Für einen Bereich von rund 4100 Quadratkilometern und eine Million Einwohner zuständig

Die Integrierte Regionalleitstelle Chemnitz ist eine von fünf neuen Leitstellen in Sachsen. Seit März 2017 werden von dort die Feuerwehr-, Rettungsdienst- und Katastrophenschutzeinheiten der Stadt Chemnitz und des Bereichs Stollberg disponiert.

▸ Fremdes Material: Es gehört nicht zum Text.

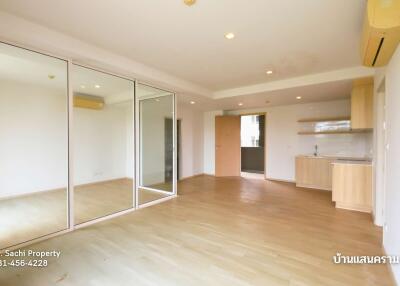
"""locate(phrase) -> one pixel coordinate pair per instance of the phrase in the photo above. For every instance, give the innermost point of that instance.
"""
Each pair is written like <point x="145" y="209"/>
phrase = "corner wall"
<point x="191" y="155"/>
<point x="391" y="234"/>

Im August 2017 beziehungsweise im April und Mai dieses Jahres wurden die Leitstellen Grimma, Annaberg sowie der Bereich Aue-Schwarzenberg integriert. Freiberg soll noch folgen.

Nach Abschluss der Zusammenführung wird die IRLS für das gesamte Gebiet der Stadt Chemnitz, des Erzgebirgskreises und den Landkreis Mittelsachsen zuständig sein – für einen Bereich von rund 4100 Quadratkilometern und eine Million Einwohner.

Alle Alarmierungen und Notrufe für Feuerwehr und Rettungsdienst (Ruf 112) gehen bei der IRLS Chemnitz ein, ebenso Anforderungen zu Krankentransporten (0371 19222). In die Gesamtkosten für den Bau der IRLS von 17,8 Millionen Euro teilen sich die Stadt Chemnitz und die beiden Landkreise, der Rettungszweckverband, der Freistaat und die Krankenkassen.